People who liked this talk also liked ... Building Recommendation Systems Using Ruby

Ruby

Ryan Weald

1 talk

#recommendation-systems

#machine-learning

#ruby

#data-science

People who liked this talk also liked ... Building Recommendation Systems Using Ruby

by Ryan Weald

In this talk presented at LA RubyConf 2013, Ryan Weald delves into building recommendation systems using Ruby. He begins by establishing his credentials as a data scientist from a startup focused on content recommendations. The core aim of the presentation is to provide an overview of recommendation systems, which predict user preferences based on data from users and items.

Key Points Covered:

- Introduction to Recommendation Systems: Weald explains that recommendation systems are ubiquitous online and essential for enhancing user engagement. Famous examples include LinkedIn’s people suggestions, Netflix’s movie recommendations, and Amazon’s product links.

Two Main Types of Recommendation Algorithms:
- Collaborative Filtering: This algorithm predicts preferences based on the behavior of similar users. Weald elaborates on memory-based and model-based collaborative filtering, focusing primarily on the simpler memory-based methods involving user-item matrices and similarity metrics such as the Pearson correlation coefficient and cosine similarity.
- Content-Based Recommendations: These systems recommend items based on their features rather than user behavior, using techniques like k-means clustering to categorize items and recommend based on similarity within clusters.
Hybrid Systems: Weald suggests hybrid models that integrate both collaborative filtering and content-based approaches to enhance recommendation quality.
Challenges in Recommendation Systems: He discusses several challenges, including the cold start problem, data sparsity, and the limitations of content-based recommendations. He emphasizes the importance of understanding the underlying algorithms rather than relying solely on libraries, which can obscure the debugging process when issues arise.
Evaluation Metrics: To evaluate recommendation systems, Weald introduces concepts like precision and recall, along with the significance of tracking user interactions with recommendations.
Existing Libraries: He concludes by mentioning libraries like Apache Mahout for larger datasets and Sai Ruby for scientific computing, providing avenues for further exploration of recommendation systems.

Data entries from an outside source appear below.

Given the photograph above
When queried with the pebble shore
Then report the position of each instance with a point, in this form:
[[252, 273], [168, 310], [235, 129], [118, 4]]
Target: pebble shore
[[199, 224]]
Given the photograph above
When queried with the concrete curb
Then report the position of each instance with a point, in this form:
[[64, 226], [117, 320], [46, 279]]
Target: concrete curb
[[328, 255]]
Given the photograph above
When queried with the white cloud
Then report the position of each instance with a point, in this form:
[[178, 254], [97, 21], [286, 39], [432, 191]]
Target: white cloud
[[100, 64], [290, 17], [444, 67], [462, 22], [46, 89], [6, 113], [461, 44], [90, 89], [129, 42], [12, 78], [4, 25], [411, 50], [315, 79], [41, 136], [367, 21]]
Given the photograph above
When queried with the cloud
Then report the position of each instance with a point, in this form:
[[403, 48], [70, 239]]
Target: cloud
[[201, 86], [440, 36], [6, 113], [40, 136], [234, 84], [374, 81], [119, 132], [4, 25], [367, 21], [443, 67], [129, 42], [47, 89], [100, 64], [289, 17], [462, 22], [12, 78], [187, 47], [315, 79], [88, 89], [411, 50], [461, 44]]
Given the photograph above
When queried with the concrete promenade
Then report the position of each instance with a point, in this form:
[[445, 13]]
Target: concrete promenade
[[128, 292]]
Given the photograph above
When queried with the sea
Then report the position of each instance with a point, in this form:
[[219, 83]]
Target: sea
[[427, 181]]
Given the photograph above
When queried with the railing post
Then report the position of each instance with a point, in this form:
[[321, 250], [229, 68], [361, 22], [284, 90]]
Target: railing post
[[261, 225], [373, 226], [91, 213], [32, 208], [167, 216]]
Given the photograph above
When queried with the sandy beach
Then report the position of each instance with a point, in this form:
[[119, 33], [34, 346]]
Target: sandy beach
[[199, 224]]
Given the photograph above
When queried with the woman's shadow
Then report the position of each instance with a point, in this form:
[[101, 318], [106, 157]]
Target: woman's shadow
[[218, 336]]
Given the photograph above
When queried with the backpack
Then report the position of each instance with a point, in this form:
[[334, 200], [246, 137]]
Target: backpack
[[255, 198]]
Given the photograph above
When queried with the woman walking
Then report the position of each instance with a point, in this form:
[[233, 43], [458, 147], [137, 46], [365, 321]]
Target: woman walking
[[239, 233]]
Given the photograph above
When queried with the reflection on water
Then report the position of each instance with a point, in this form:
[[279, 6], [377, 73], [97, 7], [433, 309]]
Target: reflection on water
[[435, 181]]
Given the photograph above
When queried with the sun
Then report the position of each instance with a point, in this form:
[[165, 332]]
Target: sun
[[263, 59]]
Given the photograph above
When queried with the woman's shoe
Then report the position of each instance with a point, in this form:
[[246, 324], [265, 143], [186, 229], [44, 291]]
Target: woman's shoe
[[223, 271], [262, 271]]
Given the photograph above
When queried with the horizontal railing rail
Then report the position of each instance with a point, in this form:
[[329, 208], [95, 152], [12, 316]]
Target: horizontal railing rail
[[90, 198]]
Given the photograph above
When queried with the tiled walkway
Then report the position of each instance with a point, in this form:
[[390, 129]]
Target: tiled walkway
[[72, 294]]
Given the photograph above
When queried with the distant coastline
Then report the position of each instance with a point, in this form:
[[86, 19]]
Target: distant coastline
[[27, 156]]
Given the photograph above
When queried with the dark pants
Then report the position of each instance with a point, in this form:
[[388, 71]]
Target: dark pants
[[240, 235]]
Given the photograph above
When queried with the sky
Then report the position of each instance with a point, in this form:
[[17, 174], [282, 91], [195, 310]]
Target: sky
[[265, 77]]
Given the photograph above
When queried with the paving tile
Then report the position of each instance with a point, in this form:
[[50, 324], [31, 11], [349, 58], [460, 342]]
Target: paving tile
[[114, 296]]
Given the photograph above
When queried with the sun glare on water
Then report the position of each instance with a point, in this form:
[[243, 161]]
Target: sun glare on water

In summary, the talk highlights the foundational concepts of recommendation systems and encourages attendees to explore building their own systems in Ruby, stressing the accessibility of these technologies without needing advanced degrees in the field. Question sessions at the end allowed for discussions on personalized recommendations, enhancing the context for practical applications of these systems.

00:00:11.059 Thank you.

00:00:24.420 All right, so today I'm going to talk about building recommendation systems in Ruby. But first, you're probably wondering who I am and what I know about recommendation systems. I'm far too young to have a PhD, so what gives me the authority to speak to you about this subject?

00:00:41.700 Currently, I'm a data scientist at a startup in San Francisco called Sharethrough. We are a native advertising platform, meaning we take branded content from across the web and promote it on other websites. Our goal is to make our ads feel native, which means they have to blend in with the content on that site. Ultimately, our ad targeting comes down to content recommendations.

00:00:54.059 A large part of my job is building content recommendation systems to power the ads we hope to serve. Before I get going, I have to give you a warning: There is going to be a little bit of math coming up. I know it's late in the day, so I'll try to keep it as light as possible, but obviously recommendation systems are a math-heavy subject.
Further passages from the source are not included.